How Can You Navigate Intellectual Property Laws in Artificial Intelligence?

Vendor agreements for artificial intelligence platforms typically contain broad liability caps, limitations on consequential damages, and indemnification clauses that shift risk back to the deploying organization. Courts have generally upheld these allocations, but they do not eliminate your organization's exposure to regulatory fines or third-party claims. A financial services firm using a third-party AI model for underwriting remains liable to regulators even if the vendor's contract disclaims all responsibility. The practical implication is stark: you cannot outsource legal accountability by outsourcing the AI. Instead, counsel should negotiate for vendor warranties regarding algorithmic performance, audit rights, and transparency into training methodologies.

New York courts have begun addressing AI-related negligence in commercial disputes, though published decisions remain sparse. In cases involving algorithmic error or failure to disclose AI involvement in decision-making, New York courts have applied traditional negligence principles: duty, breach, causation, and damages. The Southern District of New York has signaled in dicta that organizations deploying artificial intelligence may owe heightened duties of disclosure and testing when the system affects third-party rights. This emerging framework suggests that New York courts will likely impose a duty to validate AI systems before deployment and to disclose material limitations to users affected by AI decisions.

The Federal Trade Commission has taken the position that deploying artificial intelligence without adequate testing, transparency, or safeguards constitutes an unfair or deceptive practice. The FTC has brought enforcement actions against companies for AI-driven discrimination, false performance claims, and failure to disclose algorithmic decision-making. The agency does not require a specific statutory violation; it operates under broad authority to challenge practices that harm consumers. Organizations using AI in consumer-facing applications should anticipate FTC scrutiny and document pre-deployment testing, bias audits, and user disclosures thoroughly.

New York and other states have enacted or proposed laws requiring disclosure when artificial intelligence is used in hiring, lending, housing, and insurance decisions. These statutes often mandate that organizations inform individuals that AI was used and, in some cases, provide an explanation of the decision or a mechanism to contest it. Compliance requires integrating disclosure workflows into AI deployment and maintaining audit trails. A practical example: a financial services firm using AI for credit decisions in New York must disclose the use of AI to applicants and provide a meaningful opportunity to request human review if the applicant disputes the decision. Failure to do so exposes the firm to state attorney general enforcement and private litigation.

If an artificial intelligence system generates text, images, or code, who owns that output? Copyright law traditionally vests ownership in the human author. Courts have questioned whether AI-generated content qualifies for copyright protection at all if no human made creative choices.
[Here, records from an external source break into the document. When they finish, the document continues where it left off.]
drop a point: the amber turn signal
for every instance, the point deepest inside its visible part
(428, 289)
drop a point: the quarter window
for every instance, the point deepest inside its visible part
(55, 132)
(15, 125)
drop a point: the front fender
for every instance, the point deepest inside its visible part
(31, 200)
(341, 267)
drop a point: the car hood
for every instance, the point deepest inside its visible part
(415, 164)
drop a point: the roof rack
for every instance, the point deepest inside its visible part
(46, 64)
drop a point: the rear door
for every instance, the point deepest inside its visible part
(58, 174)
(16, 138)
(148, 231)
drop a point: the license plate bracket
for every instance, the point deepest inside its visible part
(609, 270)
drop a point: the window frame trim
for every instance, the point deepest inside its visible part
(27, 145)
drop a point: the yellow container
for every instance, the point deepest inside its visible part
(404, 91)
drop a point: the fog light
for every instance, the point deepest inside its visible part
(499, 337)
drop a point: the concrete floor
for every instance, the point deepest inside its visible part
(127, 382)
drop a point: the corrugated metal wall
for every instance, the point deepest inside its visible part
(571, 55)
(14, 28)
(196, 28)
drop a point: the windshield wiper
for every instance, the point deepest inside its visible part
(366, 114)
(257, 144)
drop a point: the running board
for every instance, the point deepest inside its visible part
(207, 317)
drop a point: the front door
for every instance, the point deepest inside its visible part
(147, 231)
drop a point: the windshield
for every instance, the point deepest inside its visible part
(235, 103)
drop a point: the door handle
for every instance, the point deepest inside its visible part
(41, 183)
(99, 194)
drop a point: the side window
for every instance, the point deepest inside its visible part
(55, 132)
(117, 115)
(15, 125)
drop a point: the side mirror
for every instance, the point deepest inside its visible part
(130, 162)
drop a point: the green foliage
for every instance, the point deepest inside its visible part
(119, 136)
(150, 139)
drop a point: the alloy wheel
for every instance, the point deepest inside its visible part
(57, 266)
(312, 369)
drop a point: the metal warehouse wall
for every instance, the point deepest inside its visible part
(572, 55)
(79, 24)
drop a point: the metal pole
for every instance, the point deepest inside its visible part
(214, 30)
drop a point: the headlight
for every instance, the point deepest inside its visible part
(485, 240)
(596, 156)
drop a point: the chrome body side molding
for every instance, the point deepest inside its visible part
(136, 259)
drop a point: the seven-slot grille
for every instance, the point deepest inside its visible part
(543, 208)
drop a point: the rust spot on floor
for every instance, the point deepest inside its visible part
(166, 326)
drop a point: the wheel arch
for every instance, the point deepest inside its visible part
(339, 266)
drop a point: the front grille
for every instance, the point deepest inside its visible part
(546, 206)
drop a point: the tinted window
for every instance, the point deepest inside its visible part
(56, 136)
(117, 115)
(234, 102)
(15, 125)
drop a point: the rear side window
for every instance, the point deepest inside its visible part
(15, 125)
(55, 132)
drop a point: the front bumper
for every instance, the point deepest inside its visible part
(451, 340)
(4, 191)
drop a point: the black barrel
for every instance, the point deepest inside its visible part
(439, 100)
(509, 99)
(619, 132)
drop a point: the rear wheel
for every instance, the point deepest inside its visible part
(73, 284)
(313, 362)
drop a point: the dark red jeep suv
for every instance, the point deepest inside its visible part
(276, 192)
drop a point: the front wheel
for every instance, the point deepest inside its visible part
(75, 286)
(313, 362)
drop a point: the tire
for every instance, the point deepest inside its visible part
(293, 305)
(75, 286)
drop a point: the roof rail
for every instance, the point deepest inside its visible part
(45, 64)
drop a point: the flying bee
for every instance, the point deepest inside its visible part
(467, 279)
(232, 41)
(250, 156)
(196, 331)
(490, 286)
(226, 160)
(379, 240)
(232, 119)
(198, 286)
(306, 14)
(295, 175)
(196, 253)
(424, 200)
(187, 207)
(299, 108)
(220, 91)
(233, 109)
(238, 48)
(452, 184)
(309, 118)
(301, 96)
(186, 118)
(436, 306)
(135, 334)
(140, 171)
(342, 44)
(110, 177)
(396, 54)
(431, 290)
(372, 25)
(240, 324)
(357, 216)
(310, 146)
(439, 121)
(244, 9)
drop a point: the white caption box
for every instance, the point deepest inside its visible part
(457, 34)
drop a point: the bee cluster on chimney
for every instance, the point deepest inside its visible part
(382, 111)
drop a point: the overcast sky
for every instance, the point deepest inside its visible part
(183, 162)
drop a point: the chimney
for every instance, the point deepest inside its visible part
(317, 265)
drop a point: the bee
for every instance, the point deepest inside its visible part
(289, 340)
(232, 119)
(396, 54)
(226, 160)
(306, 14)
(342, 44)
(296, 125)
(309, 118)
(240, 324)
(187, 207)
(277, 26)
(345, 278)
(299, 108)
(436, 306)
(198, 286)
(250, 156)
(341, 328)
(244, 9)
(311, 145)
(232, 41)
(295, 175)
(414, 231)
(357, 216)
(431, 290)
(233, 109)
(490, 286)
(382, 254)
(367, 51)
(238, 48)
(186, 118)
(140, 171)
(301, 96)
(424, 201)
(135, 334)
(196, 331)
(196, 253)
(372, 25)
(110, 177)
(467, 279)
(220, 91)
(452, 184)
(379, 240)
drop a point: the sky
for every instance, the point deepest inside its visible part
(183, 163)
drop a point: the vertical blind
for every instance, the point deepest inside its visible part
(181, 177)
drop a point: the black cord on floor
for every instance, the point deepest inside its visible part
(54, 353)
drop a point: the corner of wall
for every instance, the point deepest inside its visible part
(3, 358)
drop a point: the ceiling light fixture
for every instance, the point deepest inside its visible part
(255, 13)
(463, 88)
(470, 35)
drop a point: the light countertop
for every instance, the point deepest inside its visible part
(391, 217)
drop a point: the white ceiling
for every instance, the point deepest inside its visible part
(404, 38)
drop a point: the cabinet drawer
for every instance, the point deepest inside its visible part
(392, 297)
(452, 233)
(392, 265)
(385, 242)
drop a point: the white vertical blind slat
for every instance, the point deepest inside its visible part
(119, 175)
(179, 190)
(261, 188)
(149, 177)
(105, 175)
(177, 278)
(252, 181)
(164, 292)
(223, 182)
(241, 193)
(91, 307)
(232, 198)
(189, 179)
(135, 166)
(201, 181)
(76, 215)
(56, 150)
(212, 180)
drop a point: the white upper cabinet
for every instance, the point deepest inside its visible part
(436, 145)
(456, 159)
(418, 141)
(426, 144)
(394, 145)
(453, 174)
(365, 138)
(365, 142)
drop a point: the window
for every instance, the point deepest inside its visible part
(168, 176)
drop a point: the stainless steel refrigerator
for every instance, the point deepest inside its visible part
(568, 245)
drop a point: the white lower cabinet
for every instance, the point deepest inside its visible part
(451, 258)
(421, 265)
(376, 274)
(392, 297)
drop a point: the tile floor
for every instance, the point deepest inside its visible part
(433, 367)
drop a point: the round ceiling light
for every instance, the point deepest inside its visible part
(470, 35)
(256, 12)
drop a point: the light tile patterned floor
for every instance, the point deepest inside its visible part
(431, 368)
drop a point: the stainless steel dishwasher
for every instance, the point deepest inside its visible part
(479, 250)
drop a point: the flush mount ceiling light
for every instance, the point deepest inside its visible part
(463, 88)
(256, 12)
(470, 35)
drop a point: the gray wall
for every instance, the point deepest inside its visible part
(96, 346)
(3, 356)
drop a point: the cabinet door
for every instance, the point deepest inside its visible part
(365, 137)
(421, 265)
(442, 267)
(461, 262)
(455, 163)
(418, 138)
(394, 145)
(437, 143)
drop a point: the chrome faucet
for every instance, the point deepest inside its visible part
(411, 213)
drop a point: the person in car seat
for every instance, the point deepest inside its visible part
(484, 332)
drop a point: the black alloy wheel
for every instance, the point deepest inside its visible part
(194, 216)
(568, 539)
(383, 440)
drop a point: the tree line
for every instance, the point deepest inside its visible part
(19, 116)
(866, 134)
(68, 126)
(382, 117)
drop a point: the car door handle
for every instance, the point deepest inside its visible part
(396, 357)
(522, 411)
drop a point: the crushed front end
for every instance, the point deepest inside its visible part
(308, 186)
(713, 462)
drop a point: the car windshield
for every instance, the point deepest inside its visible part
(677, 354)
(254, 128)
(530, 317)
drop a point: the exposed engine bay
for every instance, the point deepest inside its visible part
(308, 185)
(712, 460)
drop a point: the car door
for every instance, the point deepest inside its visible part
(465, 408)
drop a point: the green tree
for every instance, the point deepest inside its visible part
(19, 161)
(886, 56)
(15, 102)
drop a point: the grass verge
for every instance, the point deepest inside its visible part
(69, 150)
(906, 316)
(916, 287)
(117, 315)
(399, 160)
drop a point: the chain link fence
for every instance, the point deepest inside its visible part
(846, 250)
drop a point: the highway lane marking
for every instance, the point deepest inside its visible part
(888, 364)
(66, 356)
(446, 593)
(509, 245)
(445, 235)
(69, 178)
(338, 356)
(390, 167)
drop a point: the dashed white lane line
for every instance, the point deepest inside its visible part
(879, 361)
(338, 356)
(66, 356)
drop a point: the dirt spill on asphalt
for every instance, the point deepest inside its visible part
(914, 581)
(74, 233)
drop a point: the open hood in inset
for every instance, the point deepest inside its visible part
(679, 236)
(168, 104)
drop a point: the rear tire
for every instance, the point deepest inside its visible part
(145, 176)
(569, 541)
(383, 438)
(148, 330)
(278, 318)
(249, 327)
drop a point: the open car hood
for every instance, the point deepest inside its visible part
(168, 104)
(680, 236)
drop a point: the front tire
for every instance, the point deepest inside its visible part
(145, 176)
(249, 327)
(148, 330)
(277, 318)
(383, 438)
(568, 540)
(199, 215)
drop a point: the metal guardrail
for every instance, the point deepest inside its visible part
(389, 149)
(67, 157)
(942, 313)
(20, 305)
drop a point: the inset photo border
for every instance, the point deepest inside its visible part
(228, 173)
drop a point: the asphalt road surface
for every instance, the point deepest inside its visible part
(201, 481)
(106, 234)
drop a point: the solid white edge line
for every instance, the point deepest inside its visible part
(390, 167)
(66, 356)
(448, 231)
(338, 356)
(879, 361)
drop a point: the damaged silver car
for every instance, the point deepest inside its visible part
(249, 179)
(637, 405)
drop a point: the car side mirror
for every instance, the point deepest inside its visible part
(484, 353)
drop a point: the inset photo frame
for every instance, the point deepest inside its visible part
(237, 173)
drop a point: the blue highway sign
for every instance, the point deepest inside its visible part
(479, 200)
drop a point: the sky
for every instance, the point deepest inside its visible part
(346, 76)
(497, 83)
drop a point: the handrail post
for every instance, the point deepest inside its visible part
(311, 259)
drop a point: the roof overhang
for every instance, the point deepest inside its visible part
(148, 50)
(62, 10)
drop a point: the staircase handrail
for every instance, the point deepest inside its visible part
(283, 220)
This ambiguity creates practical problems: if your organization uses an AI tool to generate marketing content and a competitor claims the output infringes their copyright, you may have weak grounds to defend the work as your own creation. The strategic response is to document human creative direction, editorial review, and selection of prompts used to generate AI output, establishing human authorship even if the AI performed the mechanical generation.

Organizations that build proprietary artificial intelligence models using third-party data face potential claims from data providers or rights holders. A model trained on web-scraped content, user-generated data, or licensed datasets may trigger licensing disputes or claims of unauthorized use. The legal landscape here is genuinely contested. For now, counsel should require clear data licensing agreements that explicitly permit AI training, establish data retention and deletion protocols, and audit training datasets for third-party rights. Artificial intelligence governance frameworks increasingly include data provenance tracking as a baseline compliance measure.

Organizations using artificial intelligence in high-stakes decisions should conduct pre-deployment bias audits and establish ongoing monitoring protocols. These audits test whether the AI system produces disparate outcomes across protected classes. Ongoing monitoring detects drift: as the AI encounters new data, its performance may diverge from the original training environment, introducing new biases. Counsel should ensure that bias audit results are documented, that remediation steps are taken if bias is detected, and that decision-makers understand the limitations of the system. A documented bias audit does not eliminate liability, but it demonstrates due diligence and may support a good-faith defense in regulatory proceedings.